I think there’s a certain contingent of people out there who have a very black and white idea about being overweight/obese. To them, there’s no concept that someone could be overweight or obese AND beautiful- they’re mutually exclusive in their minds. And so is the idea that you can celebrate a beautiful/confident/successful fat person without also condoning/promoting obesity/obesity-causing habits and lifestyles. They seem to have the attitude that praising anyone who’s overweight or having an obese celebrity NOT being shamed for it is somehow encouraging/condoning obesity. There’s no middle ground- either you’re all in on shaming/being against obesity, or you’re for it.

Most people see it as more of a gray area and also segregate celebrating professional achievements and confidence/comfort in their own skin from the idea that it’s necessarily praising them for being obese. I mean, nobody’s holding Rebel Wilson or Melissa McCarthy up as paragons of physical beauty, but they’re both (IMO) very funny comediennes and regardless of how they look, they deserve recognition for that. And most people would agree that Ashley Graham is beautiful, even if she’s not anywhere close to model-thin.

Nobody? Have you not seen the “eat a sammich” meme that happens whenever a celebrity thinner than a Kardashian posts on their Instagram? I’m exaggerating, but that is pretty common.

No; possibly because I’m not following celebrities on Instagram. Or, for the most part, elsewhere.

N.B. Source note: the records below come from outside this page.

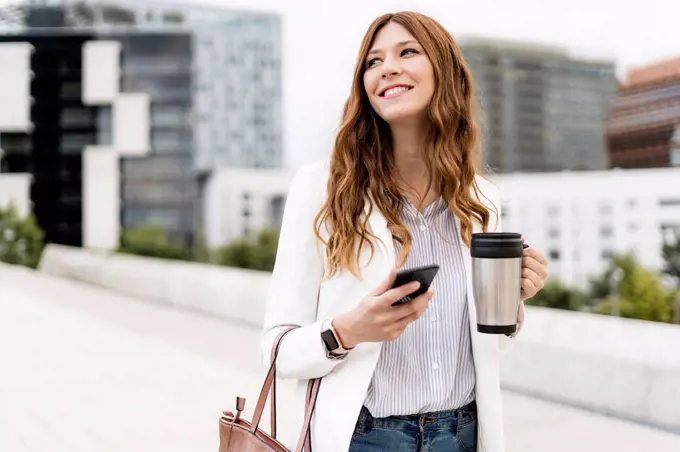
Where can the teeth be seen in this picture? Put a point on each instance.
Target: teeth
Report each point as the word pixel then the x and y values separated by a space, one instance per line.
pixel 399 89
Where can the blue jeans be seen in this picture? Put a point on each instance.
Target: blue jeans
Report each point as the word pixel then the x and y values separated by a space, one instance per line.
pixel 443 431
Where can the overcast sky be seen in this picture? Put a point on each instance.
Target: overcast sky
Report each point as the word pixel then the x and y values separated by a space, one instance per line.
pixel 321 39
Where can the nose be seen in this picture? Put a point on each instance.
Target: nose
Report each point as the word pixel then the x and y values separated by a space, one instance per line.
pixel 389 68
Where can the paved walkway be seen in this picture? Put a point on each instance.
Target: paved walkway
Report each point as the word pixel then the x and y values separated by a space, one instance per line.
pixel 87 370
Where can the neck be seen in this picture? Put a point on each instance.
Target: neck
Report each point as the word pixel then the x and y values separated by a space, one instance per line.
pixel 408 146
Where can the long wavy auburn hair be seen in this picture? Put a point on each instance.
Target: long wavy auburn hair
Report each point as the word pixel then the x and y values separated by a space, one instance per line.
pixel 362 165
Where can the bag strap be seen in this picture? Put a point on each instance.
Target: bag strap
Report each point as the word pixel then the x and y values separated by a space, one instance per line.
pixel 269 387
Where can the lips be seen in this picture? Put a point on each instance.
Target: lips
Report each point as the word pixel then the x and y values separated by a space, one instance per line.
pixel 394 90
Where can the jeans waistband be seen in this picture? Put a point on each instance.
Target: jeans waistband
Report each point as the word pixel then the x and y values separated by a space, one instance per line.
pixel 432 420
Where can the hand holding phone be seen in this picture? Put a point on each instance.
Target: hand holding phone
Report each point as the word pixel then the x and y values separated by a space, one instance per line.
pixel 424 275
pixel 381 316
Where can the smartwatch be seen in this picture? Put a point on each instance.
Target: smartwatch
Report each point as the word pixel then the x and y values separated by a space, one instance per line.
pixel 331 343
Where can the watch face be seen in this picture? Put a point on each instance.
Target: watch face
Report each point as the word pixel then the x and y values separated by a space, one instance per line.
pixel 329 340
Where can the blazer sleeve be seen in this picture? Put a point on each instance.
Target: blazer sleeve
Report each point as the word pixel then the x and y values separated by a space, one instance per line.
pixel 294 286
pixel 492 195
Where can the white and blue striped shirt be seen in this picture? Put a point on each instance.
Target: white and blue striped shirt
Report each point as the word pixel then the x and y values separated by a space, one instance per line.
pixel 430 366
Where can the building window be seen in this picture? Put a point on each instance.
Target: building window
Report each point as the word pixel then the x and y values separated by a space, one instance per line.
pixel 669 202
pixel 605 209
pixel 606 231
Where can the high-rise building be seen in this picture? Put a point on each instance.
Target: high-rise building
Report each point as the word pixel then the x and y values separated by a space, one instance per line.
pixel 212 80
pixel 540 108
pixel 643 129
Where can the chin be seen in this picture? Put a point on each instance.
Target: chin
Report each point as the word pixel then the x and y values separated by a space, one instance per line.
pixel 402 114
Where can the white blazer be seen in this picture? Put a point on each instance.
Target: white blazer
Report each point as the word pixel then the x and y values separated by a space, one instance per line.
pixel 299 297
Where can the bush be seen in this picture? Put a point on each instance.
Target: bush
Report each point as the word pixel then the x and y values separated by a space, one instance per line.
pixel 257 254
pixel 21 239
pixel 557 295
pixel 152 241
pixel 641 293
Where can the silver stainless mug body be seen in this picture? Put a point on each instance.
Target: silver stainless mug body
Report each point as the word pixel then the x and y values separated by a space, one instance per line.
pixel 497 280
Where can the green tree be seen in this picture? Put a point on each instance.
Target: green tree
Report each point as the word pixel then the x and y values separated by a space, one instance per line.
pixel 258 253
pixel 671 256
pixel 152 241
pixel 640 293
pixel 557 295
pixel 21 239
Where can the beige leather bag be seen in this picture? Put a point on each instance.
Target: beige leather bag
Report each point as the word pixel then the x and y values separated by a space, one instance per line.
pixel 239 435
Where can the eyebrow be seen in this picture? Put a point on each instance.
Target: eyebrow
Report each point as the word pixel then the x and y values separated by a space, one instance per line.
pixel 399 44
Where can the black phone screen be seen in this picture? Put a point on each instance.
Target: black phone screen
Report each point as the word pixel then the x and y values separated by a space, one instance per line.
pixel 425 275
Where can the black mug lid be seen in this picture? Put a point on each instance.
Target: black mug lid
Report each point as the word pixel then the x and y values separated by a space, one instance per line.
pixel 497 245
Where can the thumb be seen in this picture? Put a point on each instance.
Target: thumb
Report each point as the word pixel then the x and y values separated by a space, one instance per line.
pixel 385 285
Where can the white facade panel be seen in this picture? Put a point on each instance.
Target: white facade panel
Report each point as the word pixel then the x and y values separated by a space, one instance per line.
pixel 578 219
pixel 15 87
pixel 101 198
pixel 238 202
pixel 131 124
pixel 15 189
pixel 101 72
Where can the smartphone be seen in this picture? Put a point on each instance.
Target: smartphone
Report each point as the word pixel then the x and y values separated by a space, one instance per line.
pixel 425 275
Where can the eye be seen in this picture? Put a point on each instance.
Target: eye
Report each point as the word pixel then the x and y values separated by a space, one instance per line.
pixel 372 62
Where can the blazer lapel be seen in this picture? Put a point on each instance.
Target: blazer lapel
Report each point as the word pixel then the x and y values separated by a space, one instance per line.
pixel 378 224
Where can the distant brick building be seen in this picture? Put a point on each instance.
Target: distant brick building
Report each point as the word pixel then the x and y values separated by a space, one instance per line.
pixel 643 129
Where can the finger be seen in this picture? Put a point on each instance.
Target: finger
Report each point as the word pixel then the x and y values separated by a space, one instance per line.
pixel 532 264
pixel 406 320
pixel 532 276
pixel 537 255
pixel 528 288
pixel 385 284
pixel 416 307
pixel 400 292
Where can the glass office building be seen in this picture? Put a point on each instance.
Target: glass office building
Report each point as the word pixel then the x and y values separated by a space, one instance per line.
pixel 540 108
pixel 214 81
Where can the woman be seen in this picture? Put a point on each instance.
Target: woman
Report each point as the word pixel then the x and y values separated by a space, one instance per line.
pixel 400 190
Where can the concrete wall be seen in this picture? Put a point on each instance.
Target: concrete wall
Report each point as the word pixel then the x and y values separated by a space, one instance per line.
pixel 623 367
pixel 228 292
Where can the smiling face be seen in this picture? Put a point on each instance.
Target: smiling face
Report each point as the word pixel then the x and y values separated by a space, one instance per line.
pixel 399 78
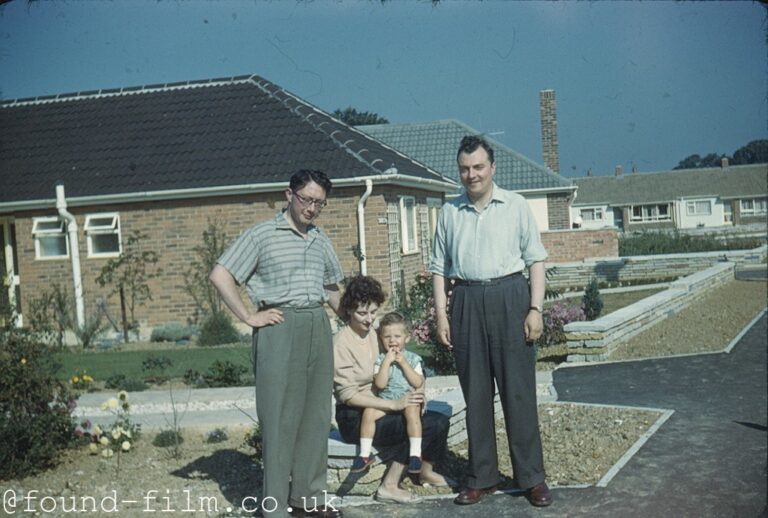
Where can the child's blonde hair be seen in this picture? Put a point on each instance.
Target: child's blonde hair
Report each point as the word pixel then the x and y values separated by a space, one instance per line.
pixel 392 318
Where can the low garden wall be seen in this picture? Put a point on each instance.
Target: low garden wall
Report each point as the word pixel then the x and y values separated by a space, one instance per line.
pixel 643 269
pixel 594 341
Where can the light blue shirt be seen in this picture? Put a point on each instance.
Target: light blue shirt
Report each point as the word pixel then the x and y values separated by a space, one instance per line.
pixel 499 240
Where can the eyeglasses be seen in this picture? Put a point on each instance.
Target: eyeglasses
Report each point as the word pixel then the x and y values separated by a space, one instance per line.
pixel 306 202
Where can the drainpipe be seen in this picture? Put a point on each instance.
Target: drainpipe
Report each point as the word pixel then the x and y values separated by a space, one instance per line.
pixel 361 225
pixel 74 250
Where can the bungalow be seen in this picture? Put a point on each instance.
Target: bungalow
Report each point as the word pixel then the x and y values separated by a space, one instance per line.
pixel 435 144
pixel 165 160
pixel 719 198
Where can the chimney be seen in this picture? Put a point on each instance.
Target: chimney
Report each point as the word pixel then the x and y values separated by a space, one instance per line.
pixel 548 110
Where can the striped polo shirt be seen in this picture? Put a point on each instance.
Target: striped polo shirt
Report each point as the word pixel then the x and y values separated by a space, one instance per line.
pixel 279 267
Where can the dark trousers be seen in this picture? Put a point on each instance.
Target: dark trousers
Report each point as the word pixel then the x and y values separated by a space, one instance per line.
pixel 489 344
pixel 391 436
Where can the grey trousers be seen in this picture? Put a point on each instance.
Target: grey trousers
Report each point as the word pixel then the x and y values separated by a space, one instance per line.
pixel 293 366
pixel 489 344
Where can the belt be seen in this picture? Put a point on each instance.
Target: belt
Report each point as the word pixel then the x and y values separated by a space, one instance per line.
pixel 487 282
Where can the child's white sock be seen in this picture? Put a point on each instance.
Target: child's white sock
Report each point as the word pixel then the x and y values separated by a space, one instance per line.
pixel 365 446
pixel 415 446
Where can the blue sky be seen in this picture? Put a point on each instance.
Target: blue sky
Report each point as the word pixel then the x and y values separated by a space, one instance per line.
pixel 637 83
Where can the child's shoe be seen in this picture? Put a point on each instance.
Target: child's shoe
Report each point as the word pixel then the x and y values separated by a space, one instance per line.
pixel 361 464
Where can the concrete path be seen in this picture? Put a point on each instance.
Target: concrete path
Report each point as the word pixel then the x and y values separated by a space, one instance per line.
pixel 707 460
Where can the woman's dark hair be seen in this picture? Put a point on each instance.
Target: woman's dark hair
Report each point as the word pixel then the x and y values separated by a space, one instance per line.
pixel 303 176
pixel 360 290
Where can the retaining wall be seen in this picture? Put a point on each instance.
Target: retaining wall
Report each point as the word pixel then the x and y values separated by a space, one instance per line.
pixel 605 333
pixel 640 269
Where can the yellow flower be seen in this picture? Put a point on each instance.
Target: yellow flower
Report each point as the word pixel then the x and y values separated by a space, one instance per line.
pixel 109 404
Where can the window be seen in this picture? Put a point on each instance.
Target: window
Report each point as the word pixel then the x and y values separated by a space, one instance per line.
pixel 591 214
pixel 408 224
pixel 433 211
pixel 103 232
pixel 50 238
pixel 647 213
pixel 754 207
pixel 698 208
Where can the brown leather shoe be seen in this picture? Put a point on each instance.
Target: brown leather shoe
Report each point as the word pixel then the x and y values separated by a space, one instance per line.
pixel 539 495
pixel 472 495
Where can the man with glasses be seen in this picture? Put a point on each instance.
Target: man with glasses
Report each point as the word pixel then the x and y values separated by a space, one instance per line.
pixel 290 270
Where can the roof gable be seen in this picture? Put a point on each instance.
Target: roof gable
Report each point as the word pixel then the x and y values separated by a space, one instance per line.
pixel 184 136
pixel 666 186
pixel 435 144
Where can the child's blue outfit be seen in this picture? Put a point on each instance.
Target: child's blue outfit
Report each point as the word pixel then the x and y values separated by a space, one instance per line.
pixel 397 384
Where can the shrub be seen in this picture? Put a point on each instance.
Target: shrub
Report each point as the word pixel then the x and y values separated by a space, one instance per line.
pixel 167 439
pixel 154 367
pixel 216 436
pixel 555 318
pixel 35 406
pixel 173 332
pixel 253 439
pixel 120 382
pixel 224 374
pixel 592 301
pixel 217 329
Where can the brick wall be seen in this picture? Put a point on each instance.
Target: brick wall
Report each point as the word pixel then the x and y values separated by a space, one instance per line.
pixel 558 208
pixel 566 246
pixel 174 228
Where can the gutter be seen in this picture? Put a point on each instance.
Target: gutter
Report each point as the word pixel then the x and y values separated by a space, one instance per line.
pixel 361 226
pixel 74 247
pixel 446 186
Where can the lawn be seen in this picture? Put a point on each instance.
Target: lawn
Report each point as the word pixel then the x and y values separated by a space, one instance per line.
pixel 104 364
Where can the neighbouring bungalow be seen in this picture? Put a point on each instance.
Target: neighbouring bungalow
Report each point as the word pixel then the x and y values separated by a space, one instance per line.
pixel 167 159
pixel 711 199
pixel 435 144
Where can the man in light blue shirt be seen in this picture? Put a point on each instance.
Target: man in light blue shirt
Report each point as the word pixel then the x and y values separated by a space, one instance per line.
pixel 485 239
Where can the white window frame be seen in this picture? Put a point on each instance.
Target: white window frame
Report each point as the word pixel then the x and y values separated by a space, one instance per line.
pixel 433 213
pixel 41 233
pixel 406 222
pixel 697 207
pixel 93 229
pixel 597 214
pixel 647 213
pixel 754 210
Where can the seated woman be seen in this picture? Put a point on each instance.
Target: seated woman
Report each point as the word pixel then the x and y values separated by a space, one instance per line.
pixel 356 348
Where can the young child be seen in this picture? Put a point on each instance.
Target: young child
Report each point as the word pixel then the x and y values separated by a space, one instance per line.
pixel 396 372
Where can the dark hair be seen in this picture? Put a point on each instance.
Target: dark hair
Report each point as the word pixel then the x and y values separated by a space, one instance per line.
pixel 394 318
pixel 360 290
pixel 471 143
pixel 303 176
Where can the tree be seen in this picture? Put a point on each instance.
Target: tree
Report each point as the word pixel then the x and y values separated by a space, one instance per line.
pixel 355 118
pixel 756 152
pixel 129 274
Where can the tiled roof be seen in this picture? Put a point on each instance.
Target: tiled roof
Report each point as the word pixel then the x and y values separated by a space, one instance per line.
pixel 435 144
pixel 632 189
pixel 194 135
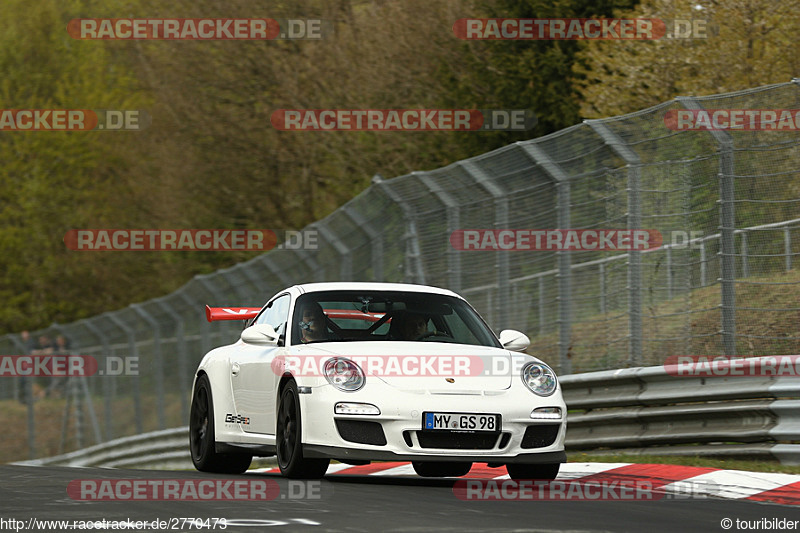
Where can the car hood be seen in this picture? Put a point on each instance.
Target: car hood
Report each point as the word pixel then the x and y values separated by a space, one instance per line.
pixel 434 367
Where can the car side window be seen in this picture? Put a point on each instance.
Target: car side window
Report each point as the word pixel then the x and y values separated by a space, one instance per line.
pixel 276 314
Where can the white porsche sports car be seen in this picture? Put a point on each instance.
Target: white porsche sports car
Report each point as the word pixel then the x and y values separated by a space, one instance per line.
pixel 361 372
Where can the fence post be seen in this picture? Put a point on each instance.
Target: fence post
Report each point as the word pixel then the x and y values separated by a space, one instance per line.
pixel 727 229
pixel 453 223
pixel 500 222
pixel 787 247
pixel 564 276
pixel 345 255
pixel 745 260
pixel 413 271
pixel 184 384
pixel 159 362
pixel 375 239
pixel 107 411
pixel 634 222
pixel 134 352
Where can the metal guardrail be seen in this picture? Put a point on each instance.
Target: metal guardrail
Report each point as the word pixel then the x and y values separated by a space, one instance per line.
pixel 163 449
pixel 636 411
pixel 648 411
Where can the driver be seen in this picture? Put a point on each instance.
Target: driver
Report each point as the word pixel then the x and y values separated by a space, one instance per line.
pixel 414 326
pixel 312 323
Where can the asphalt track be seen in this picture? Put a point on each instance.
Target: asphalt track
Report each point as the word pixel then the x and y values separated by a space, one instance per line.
pixel 362 503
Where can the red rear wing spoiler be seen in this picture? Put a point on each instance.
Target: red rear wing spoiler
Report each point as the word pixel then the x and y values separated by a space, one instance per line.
pixel 231 313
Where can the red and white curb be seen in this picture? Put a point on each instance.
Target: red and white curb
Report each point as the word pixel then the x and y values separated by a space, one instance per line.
pixel 711 482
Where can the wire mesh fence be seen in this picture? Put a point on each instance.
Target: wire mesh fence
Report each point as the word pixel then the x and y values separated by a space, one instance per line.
pixel 725 202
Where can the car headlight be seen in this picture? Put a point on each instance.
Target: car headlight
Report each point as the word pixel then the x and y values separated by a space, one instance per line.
pixel 344 374
pixel 539 379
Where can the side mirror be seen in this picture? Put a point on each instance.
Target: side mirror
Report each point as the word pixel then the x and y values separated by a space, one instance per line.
pixel 514 340
pixel 260 334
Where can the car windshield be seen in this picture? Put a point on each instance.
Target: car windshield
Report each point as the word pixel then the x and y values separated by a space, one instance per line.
pixel 335 316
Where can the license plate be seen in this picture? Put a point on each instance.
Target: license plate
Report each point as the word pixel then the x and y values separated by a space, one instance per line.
pixel 461 422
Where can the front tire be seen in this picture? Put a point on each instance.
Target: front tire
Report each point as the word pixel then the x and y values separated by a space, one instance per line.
pixel 288 437
pixel 441 469
pixel 545 472
pixel 201 436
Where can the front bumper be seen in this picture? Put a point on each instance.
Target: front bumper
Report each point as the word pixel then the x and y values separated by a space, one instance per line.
pixel 522 439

I will however withdraw the “nobody”. There are a whole lot of people in the world, saying a whole lot of things; I should have known better than to say “nobody”'s saying anything whatsoever.

Just looked at some pictures.

They’re neither of them conventionally pretty by current standards. But I think they’re both good looking.

I agree that whether their acts are good has nothing to do with what they look like.

I wasn’t trying to say they were ugly or unattractive in any way, only that they are both obese, and their main claims to fame is their talent for comedy and acting, not their looks or obesity.

Ah. Gotcha.

Professional actors are exactly the type of people I would expect to gain or lose significant amounts of weight (which swings probably arent healthy), or otherwise radically alter their appearance, depending on what part they are to play. Either way, not seeing any bearing on ‘normal’ people (not that acting is abnormal, but it’s a special requirement as far as protean appearance goes. Same with breaking into funny accents).